In particular, the association between obesity and cardiovascular risk showed a clear difference when classified by age group. Differences were especially evident in myocardial infarction, which is highly related to arteriosclerosis.

The risk of myocardial infarction increased proportionately as the degree of obesity increased in the younger age group (20-39 years old). On the other hand, the middle-aged correlation (40-64 years old) was U-shaped, and for the elderly (age ≥ 65 years old) increased in inverse proportion when underweight.

In addition, a U-shaped relationship was observed between obesity and the risk of heart failure in all age groups. However, while the effect of obesity was more prevalent in the younger age group, the effect of being underweight was found to be stronger in the middle and older age groups.

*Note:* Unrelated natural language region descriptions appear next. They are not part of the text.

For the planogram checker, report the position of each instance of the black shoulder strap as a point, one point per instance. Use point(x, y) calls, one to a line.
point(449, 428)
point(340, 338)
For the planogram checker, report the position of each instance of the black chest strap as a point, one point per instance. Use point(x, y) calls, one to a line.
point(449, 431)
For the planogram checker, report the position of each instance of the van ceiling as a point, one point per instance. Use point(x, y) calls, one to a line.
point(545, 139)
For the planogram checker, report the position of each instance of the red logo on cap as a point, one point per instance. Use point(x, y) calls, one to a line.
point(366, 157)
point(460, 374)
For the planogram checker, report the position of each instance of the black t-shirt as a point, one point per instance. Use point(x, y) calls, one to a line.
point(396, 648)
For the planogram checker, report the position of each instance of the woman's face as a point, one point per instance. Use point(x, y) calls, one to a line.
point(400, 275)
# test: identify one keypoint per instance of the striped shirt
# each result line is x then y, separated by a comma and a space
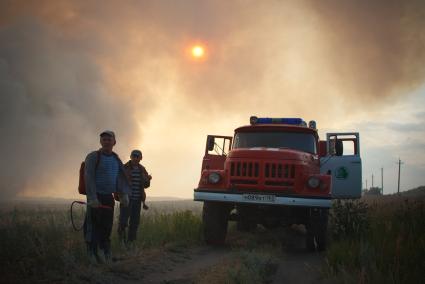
106, 174
136, 181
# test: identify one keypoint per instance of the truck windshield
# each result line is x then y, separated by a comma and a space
292, 140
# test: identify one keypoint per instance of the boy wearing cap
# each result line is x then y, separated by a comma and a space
104, 175
140, 179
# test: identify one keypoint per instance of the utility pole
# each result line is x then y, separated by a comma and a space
399, 166
382, 181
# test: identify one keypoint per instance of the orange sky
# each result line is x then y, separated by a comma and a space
69, 69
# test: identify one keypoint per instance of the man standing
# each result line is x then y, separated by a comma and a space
104, 175
140, 179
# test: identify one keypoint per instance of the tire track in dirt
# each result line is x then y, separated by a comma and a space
184, 265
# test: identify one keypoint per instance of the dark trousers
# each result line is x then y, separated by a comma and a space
129, 217
98, 225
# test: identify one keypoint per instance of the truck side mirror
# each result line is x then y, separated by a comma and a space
339, 148
210, 143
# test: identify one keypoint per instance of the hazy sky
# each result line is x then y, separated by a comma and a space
70, 69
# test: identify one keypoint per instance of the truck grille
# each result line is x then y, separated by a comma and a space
272, 174
277, 170
244, 169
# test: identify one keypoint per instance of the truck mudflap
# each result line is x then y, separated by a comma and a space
268, 199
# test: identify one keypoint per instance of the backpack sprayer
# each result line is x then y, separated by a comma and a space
82, 203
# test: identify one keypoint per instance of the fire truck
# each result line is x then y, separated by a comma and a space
276, 172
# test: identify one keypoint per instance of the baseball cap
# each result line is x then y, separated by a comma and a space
136, 153
107, 132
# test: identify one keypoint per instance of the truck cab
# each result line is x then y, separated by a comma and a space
274, 172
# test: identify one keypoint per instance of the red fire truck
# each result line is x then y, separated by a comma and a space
276, 172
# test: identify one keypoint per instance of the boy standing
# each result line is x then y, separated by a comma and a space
140, 179
104, 175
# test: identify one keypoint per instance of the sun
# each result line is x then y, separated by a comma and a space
198, 51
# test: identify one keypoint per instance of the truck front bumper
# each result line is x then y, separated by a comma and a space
266, 199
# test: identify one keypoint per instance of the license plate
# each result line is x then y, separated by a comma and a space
259, 198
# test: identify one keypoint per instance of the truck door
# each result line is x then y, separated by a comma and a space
343, 162
216, 150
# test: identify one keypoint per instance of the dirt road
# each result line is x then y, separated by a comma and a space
204, 264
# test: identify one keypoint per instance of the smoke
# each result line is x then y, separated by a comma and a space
69, 69
53, 106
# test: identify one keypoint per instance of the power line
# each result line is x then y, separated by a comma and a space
399, 166
382, 181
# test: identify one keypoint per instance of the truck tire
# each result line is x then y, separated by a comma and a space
215, 217
317, 226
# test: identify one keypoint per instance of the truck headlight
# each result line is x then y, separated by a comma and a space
313, 182
214, 178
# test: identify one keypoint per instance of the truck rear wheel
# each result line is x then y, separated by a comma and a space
215, 217
316, 238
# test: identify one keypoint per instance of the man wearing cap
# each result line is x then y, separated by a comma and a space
104, 175
140, 179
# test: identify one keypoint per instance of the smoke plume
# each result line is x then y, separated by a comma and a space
69, 69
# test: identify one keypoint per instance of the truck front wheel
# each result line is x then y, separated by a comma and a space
215, 216
316, 238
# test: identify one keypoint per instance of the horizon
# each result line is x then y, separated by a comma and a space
163, 76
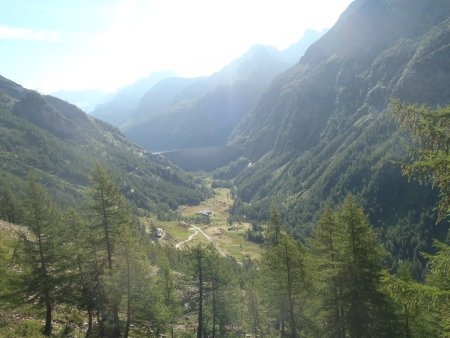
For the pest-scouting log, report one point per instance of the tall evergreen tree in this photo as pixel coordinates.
(108, 217)
(365, 309)
(326, 265)
(40, 279)
(286, 282)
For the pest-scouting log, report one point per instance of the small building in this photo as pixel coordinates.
(159, 232)
(204, 213)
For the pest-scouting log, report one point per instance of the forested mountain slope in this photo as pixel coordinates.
(205, 112)
(323, 128)
(122, 104)
(60, 143)
(183, 113)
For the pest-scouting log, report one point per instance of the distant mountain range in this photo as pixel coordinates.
(86, 100)
(199, 112)
(323, 129)
(60, 144)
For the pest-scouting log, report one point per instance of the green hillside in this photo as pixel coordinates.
(324, 128)
(60, 143)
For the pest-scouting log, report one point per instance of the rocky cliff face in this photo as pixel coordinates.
(322, 129)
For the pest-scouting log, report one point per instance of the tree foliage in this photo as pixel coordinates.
(429, 155)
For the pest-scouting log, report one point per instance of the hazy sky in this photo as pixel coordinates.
(103, 44)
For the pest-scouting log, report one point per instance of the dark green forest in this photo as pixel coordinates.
(336, 171)
(96, 271)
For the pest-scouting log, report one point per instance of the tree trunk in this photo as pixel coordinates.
(200, 296)
(48, 319)
(292, 322)
(89, 330)
(213, 335)
(127, 325)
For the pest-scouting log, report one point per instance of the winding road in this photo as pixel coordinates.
(196, 230)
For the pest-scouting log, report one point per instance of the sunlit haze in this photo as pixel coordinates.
(84, 44)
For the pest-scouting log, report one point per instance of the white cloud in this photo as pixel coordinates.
(16, 33)
(193, 38)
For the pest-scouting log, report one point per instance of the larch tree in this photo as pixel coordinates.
(108, 217)
(41, 274)
(286, 282)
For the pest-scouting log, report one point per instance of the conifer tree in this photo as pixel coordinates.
(365, 309)
(40, 278)
(326, 265)
(108, 216)
(286, 282)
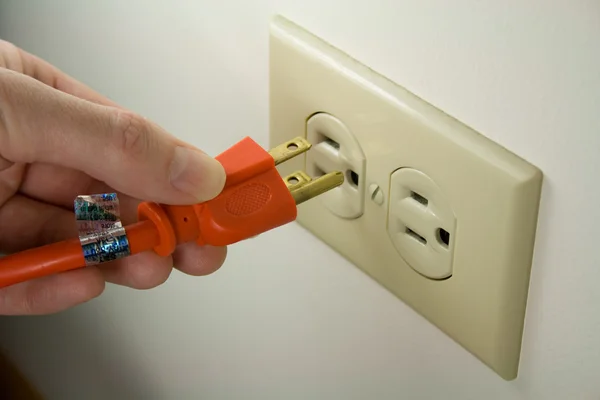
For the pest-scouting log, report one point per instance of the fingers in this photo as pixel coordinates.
(25, 223)
(51, 294)
(122, 149)
(142, 271)
(13, 58)
(199, 261)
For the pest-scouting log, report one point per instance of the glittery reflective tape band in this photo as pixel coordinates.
(101, 232)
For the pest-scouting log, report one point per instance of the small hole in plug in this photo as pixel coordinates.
(443, 237)
(319, 172)
(352, 177)
(418, 198)
(332, 143)
(416, 236)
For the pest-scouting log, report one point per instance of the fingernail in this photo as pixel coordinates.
(196, 173)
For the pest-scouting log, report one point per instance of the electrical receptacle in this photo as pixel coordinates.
(440, 215)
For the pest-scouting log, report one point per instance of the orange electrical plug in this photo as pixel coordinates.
(255, 199)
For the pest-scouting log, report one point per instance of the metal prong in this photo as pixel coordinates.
(289, 149)
(303, 188)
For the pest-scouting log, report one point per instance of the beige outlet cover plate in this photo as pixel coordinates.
(493, 193)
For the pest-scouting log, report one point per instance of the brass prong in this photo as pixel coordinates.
(289, 149)
(303, 188)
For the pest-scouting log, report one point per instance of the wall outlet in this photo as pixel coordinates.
(438, 214)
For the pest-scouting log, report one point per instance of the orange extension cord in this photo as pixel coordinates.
(255, 199)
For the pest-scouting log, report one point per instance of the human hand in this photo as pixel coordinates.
(60, 139)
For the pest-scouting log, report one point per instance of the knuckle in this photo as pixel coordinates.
(133, 134)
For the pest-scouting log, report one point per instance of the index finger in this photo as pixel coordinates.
(18, 60)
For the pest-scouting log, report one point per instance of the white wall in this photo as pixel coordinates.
(277, 323)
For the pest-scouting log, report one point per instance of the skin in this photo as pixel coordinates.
(60, 139)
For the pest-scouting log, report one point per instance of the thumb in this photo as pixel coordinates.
(120, 148)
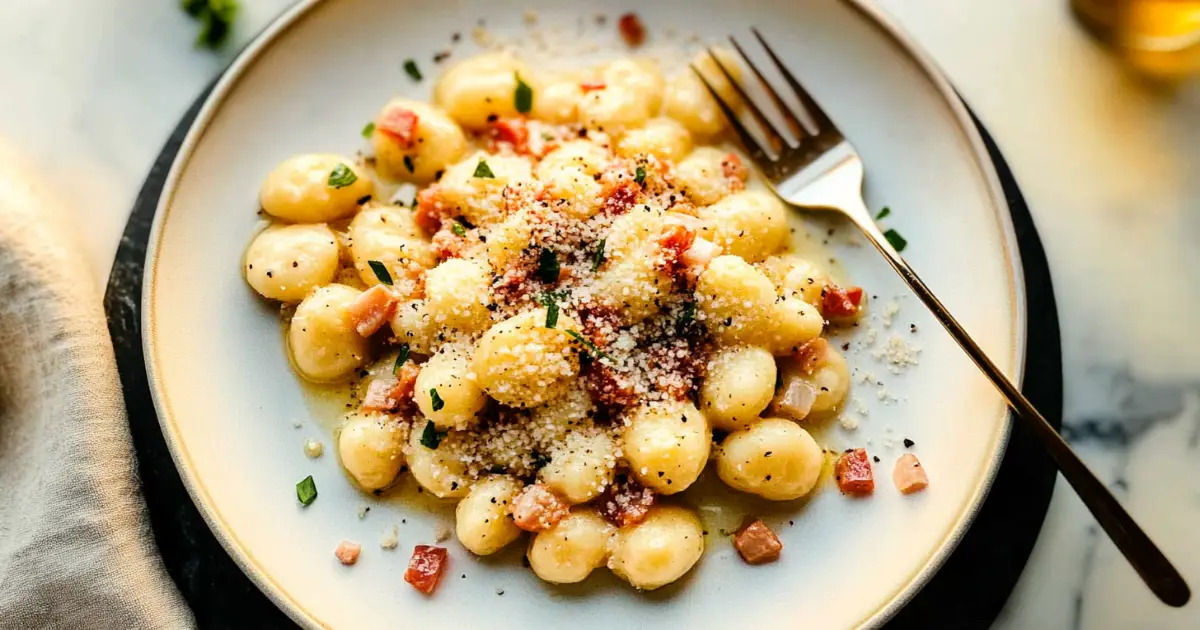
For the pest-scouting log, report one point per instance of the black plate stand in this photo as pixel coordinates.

The BMI interval with the lowest risk of heart failure was 'normal weight' in young people, 'normal weight' or 'pre-obesity' in middle-aged, and 'pre-obesity' in the elderly.

On the other hand, it was confirmed that the risk of death was the lowest in the case of ‘mild obesity’ in all age groups and increased when patients were severely underweight. The association between being underweight and death was stronger in the middle and old age groups than in the young age group.

Indeed, when the age was divided into 10-year-old units and analyzed, the results showed that the association between obesity and cardiovascular risk was different depending on the age group.

For those in their 20s, being underweight did not increase cardiovascular risk, and cardiovascular risk increased as obesity increased beyond the normal range.

On the other hand, in those over 70 years of age, the increase in myocardial infarction and death due to low body weight was more pronounced than the increase in cardiovascular risk due to obesity.

In other words, cardiovascular risk for those who are obese is greater than for those who are underweight in younger people, while cardiovascular risk from being underweight is greater in older adults, the researchers explained.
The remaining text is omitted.